The nextflow pipeline then reads the CSV and passed the study information as value in all the steps. The initial channel has one entry for each study.

pipeline example

#!/usr/bin/env nextflow

params.data = "${launchDir}"
params.studies = "${params.data}/studies.csv"
params.visualize = true

workflow {
    // Read the studies table
    studies = Channel.fromPath(params.studies)
        .splitCsv(header: true, sep: ",")

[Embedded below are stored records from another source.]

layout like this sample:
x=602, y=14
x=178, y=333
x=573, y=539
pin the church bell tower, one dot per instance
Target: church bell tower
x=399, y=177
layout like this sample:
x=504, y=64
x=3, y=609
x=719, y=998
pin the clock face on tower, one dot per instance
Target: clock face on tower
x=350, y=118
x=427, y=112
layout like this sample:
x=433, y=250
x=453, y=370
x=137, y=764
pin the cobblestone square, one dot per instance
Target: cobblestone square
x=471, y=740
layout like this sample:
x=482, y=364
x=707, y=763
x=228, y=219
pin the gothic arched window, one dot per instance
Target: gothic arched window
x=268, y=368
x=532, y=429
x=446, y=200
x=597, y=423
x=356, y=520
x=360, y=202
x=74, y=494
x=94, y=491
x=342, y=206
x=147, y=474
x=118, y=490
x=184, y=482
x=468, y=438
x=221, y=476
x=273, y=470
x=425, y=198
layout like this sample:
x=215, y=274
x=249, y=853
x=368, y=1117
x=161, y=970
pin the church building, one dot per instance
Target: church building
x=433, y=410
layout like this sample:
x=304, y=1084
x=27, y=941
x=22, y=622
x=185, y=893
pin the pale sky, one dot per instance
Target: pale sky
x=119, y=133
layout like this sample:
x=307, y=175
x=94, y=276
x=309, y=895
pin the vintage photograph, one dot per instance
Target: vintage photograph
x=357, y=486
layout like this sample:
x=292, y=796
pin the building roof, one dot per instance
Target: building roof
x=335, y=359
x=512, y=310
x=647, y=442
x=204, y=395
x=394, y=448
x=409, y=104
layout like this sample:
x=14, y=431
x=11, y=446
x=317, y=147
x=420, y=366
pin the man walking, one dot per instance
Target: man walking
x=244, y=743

    // Do some work on the studies

    studies | import_data | step1

    // Visualize if desired
    if (params.visualize) {
        visualize(import_data.out)
    }

}

process import_data {
    publishDir "${params.data}/imports", mode: 'copy', overwrite: true

    cpus 4
    memory "8GB"
    time "2h"

    input:
    val(study)

    output:
    tuple val(study), path("*.txt")

    script:
    if (study.layout == "paired") {
        """
        echo "importing from ${params.data}/${study.location}/manifest.tsv in paired-end layout." > '${study.id}.txt'
        """
    } else if (study.layout == "single") {
        """
        echo "importing from ${params.data}/${study.location}/manifest.tsv in single-end layout." > '${study.id}.txt'
        """
    } else {
        error "Invalid libray layout specified. Must be 'paired' or 'single' :("
    }
}

process step1 {
    publishDir "${params.data}/step1", mode: 'copy', overwrite: true

    cpus 1
    memory "2GB"
    time "1h"

    input:
    tuple val(study), path(imported)

    output:
    tuple val(study), path("*.result")

    script:
    """
    echo "processed ${study.id} data with truncations of ${study.trunc_f},${study.trunc_r}" > '${study.id}.result'
    """
}

process visualize {
    publishDir "${params.data}/viz", mode: 'copy', overwrite: true

    cpus 1
    memory "2GB"
    time "1h"

    input:
    tuple val(study), path(imported)

    output:
    tuple val(study), path("${study.id}.viz")

    script:
    """
    echo "visualized ${study.id} import" > '${study.id}.viz'
    """
}

Note

The individuals processng scripts don't make much sense here. Those just serve as an example how to inject the study parameters.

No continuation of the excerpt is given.